Nick Sheppard

Nick SheppardNick Sheppard was inducted into the Barbarians club in late 2011, and describes his membership as “a huge honour.”

The 45-year-old lives in North Harbour these days but is a born-and-bred Puke boy, having gone through Pukekohe High School and played his early rugby at the Pukekohe club.

Training as a PE teacher, Nick played senior footy at the College Rifles club in Auckland, and taught at St Kentigern College from 1992-99. He coached the First XV from 1995-98, taking that side to two Auckland 1A grand finals, its first ever trips to the deciders. That was possibly the start of St Kent’s time as a successful rugby school.

In 1999-2000 Nick coached the Auckland Secondary Schools side to two undefeated seasons before taking the helm at his old Pukekohe club. In 2004 he assisted the seniors to the championship before accepting the post as chief executive of the Counties Manukau union. He oversaw a tricky transition as the Steelers were promoted from the old NPC division two back up with the big boys into what was then known as the Air New Zealand Cup. After a year working for the NZRU in 2008, Nick moved into his current employment as the high performance manager for the Blues in 2009. Maybe now we are seeing the fruits of his work through all three Blues unions, with the likes of Charlie Piutau, Ofa Tu’ungafasi and Steven Luatua winning their spurs.

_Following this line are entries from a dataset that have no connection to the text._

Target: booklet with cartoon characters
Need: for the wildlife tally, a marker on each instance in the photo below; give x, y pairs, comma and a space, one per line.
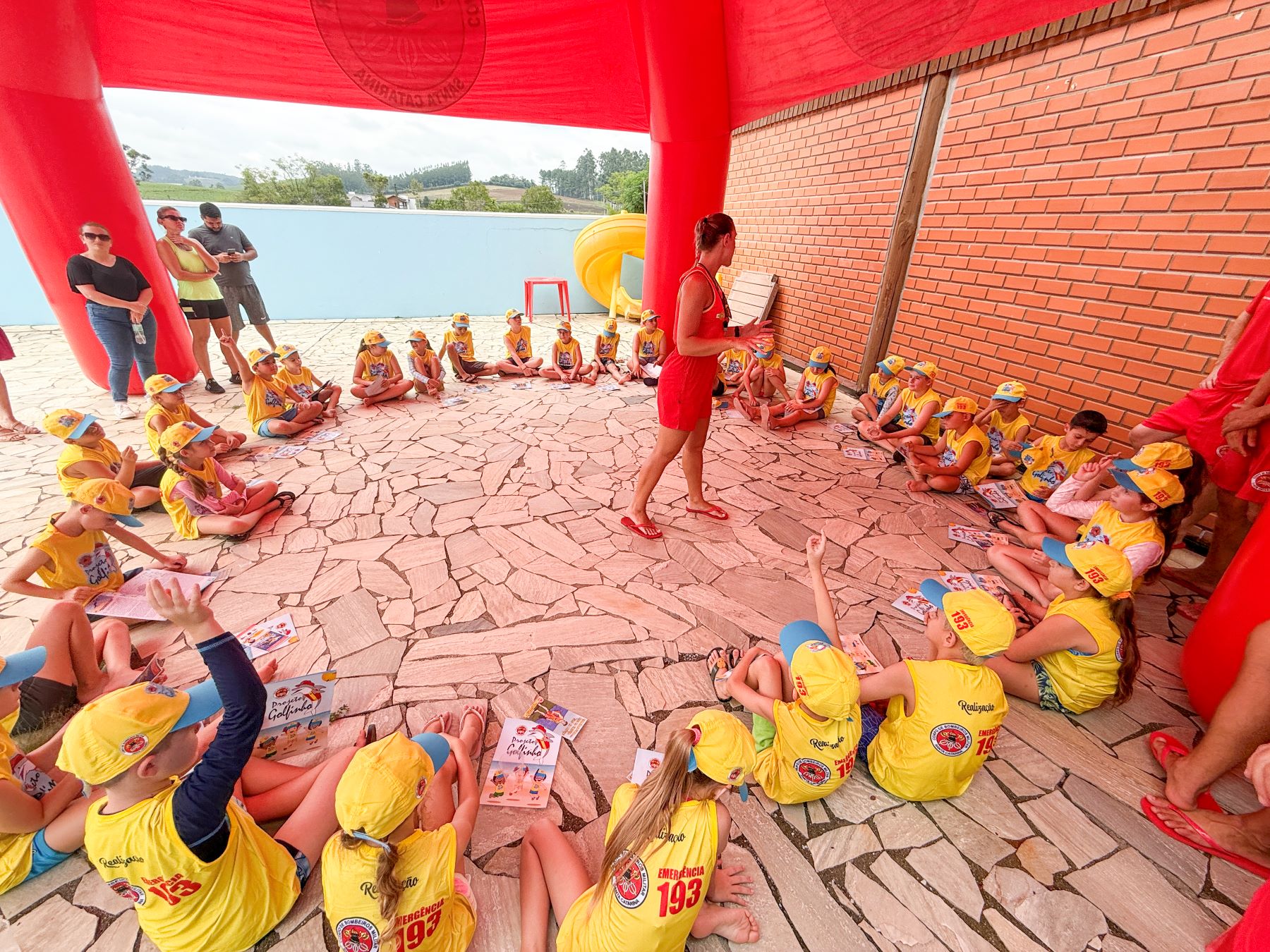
298, 717
522, 766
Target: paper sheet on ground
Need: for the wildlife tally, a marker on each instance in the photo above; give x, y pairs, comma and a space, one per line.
130, 599
522, 766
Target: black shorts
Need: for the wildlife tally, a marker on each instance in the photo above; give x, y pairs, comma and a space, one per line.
205, 310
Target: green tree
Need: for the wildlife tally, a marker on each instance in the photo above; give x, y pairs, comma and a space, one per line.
539, 198
138, 163
294, 181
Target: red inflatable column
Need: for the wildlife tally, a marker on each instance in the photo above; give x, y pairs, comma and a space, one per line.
63, 165
1214, 650
687, 98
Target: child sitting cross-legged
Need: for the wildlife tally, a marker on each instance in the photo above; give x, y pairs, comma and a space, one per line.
959, 460
202, 875
169, 406
658, 877
943, 714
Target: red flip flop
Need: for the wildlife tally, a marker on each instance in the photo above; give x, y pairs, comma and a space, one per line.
643, 530
1175, 747
1208, 846
714, 512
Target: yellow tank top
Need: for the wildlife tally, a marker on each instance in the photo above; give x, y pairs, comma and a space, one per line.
652, 904
607, 347
104, 452
808, 759
265, 400
1084, 682
522, 347
76, 560
1058, 463
193, 290
179, 415
184, 904
1001, 431
178, 507
431, 915
812, 384
911, 405
979, 466
935, 752
568, 355
1106, 526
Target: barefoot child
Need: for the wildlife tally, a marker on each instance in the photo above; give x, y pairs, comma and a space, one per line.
399, 829
205, 875
73, 556
294, 374
944, 714
567, 363
90, 456
959, 460
520, 361
1084, 653
273, 409
202, 496
169, 406
883, 390
425, 368
657, 881
375, 362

No one can doubt Nick’s rugby pedigree. His younger brother Dean played 71 games as a fullback for Counties Manukau in the 1990s, while his father Eion turned out in 40 games for Counties in the 1960s. His grandfather also played for Franklin in the pre-Counties days, making for three generations of Counties rugby men in the Sheppard family.

Nick and his wife Tanya have two kids: Thomas, 14, and Emma, 11. He loves being a Barbarian and has tried to involve himself as much as time permits, getting along to the annual fun days, for instance.

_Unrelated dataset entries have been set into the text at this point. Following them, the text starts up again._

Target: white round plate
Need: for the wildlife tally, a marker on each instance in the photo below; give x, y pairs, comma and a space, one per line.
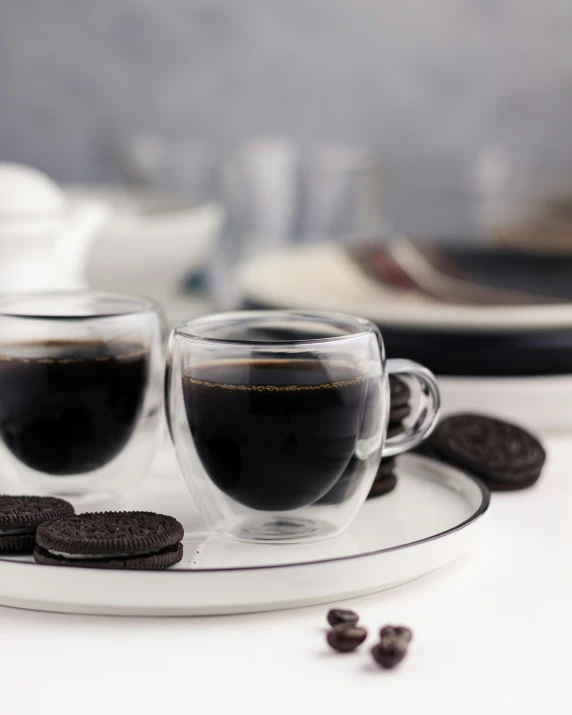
432, 517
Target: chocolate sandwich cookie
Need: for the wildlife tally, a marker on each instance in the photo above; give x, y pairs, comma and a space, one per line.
111, 540
21, 516
504, 456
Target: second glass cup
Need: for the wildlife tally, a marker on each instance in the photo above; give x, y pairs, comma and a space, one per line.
80, 393
279, 419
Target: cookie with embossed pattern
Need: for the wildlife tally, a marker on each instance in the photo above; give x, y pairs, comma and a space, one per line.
504, 455
111, 540
20, 517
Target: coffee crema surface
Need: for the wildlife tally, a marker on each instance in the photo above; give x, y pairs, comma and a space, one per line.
277, 434
70, 407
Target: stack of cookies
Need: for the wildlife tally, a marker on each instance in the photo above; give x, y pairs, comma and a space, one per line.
400, 409
49, 528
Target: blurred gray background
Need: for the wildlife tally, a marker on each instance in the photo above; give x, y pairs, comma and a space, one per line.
419, 78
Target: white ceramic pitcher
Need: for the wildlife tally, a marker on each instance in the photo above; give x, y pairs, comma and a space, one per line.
44, 240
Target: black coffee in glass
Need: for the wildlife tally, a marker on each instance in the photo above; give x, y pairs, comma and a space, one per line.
70, 407
275, 434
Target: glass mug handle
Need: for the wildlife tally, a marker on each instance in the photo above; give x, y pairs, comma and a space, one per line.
427, 410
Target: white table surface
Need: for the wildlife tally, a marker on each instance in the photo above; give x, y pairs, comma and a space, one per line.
493, 634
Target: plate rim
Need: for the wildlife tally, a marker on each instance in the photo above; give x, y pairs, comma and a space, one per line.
474, 517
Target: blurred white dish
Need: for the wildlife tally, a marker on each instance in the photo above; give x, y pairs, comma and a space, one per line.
44, 238
151, 242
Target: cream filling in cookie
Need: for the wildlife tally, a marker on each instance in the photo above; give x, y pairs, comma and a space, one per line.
17, 532
65, 555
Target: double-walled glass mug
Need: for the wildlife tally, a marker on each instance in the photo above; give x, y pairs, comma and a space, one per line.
80, 393
279, 419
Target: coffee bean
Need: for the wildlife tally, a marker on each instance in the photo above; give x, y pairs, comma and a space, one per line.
389, 651
339, 616
346, 638
397, 632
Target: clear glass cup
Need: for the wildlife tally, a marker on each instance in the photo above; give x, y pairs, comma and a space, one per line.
279, 419
80, 393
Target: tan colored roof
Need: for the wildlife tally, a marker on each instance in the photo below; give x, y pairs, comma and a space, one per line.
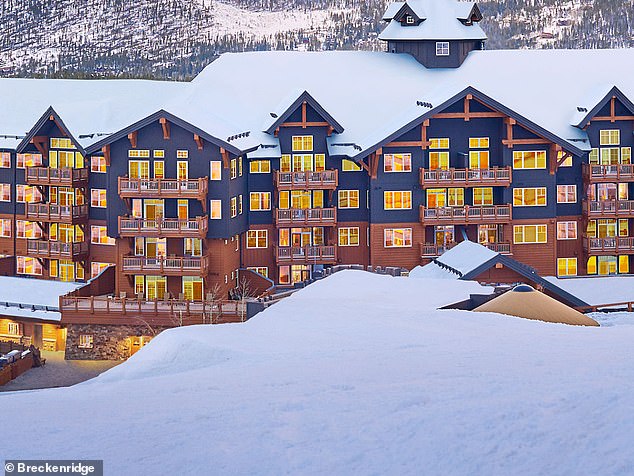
525, 302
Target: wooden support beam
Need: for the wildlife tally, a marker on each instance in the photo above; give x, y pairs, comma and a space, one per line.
225, 158
552, 157
41, 144
132, 137
472, 115
166, 127
510, 122
511, 143
467, 104
199, 141
304, 125
106, 153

“I’ve enjoyed every minute of it and I think it’s a great way to continue the friendships and camaraderie that rugby creates. The Barbarians are a great vehicle for those traditions.

“The (clubrooms) are a fantastic facility. It’s a real legacy building for the future generations of the Barbarians club. To all those who were able to put that in place, they are to be congratulated. That facility will hold the club in good stead for decades,” he says.